The Australian government's banking reform package failed to address lack of competition in the banking sector, the lobby group for non-bank lenders says.

Mr Phil Naylor, CEO of the Mortgage and Finance Association of Australia (MFAA), today appeared at the Senate Economics References Committee at a public hearing on competition within the Australian banking sector.

"The focus of MFAA's submission and subsequent appearance at the Senate Economics References Committee is to ensure that Australia maintains a competitive lending industry with the objective of all the players operating to better facilitate consumer choice," he said.

In the mortgage market, banks are now writing around 90 per cent of all business, up from 78 per cent before the global financial crisis. Non-banks are writing about 3 per cent, compared to 13 per cent precrisis, while credit unions and building societies have held their own at around 7 per cent.

"The reason market share of the non-bank lenders has diminished is the collapse of the securitisation market," Mr Naylor said.

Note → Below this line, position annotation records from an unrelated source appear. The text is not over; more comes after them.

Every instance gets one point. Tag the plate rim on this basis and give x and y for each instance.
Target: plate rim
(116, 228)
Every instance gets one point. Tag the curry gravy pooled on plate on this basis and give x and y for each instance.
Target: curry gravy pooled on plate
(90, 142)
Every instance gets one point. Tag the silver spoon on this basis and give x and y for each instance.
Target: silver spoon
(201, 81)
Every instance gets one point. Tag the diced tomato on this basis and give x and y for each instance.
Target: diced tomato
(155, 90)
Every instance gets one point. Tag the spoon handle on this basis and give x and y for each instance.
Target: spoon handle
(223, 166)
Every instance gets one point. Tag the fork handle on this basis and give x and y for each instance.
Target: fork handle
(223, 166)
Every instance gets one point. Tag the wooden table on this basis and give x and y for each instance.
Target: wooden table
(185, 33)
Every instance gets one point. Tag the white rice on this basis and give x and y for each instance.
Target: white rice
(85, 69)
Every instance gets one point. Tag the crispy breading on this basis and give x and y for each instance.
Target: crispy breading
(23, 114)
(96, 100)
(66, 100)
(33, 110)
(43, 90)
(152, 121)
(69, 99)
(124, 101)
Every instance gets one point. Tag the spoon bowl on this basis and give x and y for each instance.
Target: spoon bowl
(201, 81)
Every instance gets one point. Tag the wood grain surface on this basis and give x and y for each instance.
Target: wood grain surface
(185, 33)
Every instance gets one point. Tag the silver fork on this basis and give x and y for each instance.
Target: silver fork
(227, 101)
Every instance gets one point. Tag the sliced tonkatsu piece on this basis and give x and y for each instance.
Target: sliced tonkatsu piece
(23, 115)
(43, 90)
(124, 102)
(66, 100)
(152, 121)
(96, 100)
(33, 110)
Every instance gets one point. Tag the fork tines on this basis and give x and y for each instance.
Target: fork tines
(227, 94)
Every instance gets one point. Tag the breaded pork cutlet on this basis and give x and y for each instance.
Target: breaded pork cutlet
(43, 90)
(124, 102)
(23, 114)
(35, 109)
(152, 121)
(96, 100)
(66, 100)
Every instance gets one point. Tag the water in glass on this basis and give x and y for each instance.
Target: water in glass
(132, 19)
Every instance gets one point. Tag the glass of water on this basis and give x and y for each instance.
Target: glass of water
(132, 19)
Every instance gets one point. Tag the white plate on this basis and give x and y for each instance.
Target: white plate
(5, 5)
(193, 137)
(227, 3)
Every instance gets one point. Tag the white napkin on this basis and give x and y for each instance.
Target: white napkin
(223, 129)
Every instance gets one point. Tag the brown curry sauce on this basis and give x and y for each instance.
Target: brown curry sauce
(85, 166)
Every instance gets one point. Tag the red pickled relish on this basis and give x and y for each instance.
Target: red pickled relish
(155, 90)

Government injection fails to revive securitisation market

"To its credit, the Federal Government has injected $16 billion of funds via Australian Office of Financial Management (AOFM) and promises another $4 billion in the Banking Reform package. Whilst this injection has been welcomed it has not been sufficient to revive the securitisation market," said Mr Naylor.

"The Banking Reform package announced by Federal Government is really a package of peripheral changes which do not attack the real problem of lack of competition in the industry. And one of its planks, the banning of exit fees will have the reverse effect by causing non bank lenders to lose their most effective weapon in competing with banks, the Deferred Establishment Fee," added Mr Naylor.

The MFAA believes the measures announced by Federal Government will not have a significant impact on enhancing competition in the lending sector.

"Fundamentally there will be no meaningful changes to competition in this industry unless there is a strong and viable non-bank sector," added Mr Naylor.

A missed opportunity for Australia

According to the MFAA, the Federal Government has missed a golden opportunity to develop an Australian version of the Canadian Mortgage Bonds systems which enables a thriving and competitive non bank lender sector to operate in Canada.

"The Federal Government's investments pale to this made by the Canadian Mortgage and Housing Corporation which during the past three years has invested $300 billion in the National Housing Act Mortgage-backed Securities and Canadian Mortgage Bonds programs."

In recognising the Federal Government cannot simply take a 'cookie cutter' approach, Mr Naylor added, "The MFAA accepts that it is not as simple as just importing an overseas model into Australia but there are many similarities between the Australian and Canadian economies and banking systems that would suggest the model could easily work.

"These include similar population sizes, the number of major banks operating, similarities in the prudent banking systems, state of economy and an ability to avoid the worst impacts of the GFC," he said.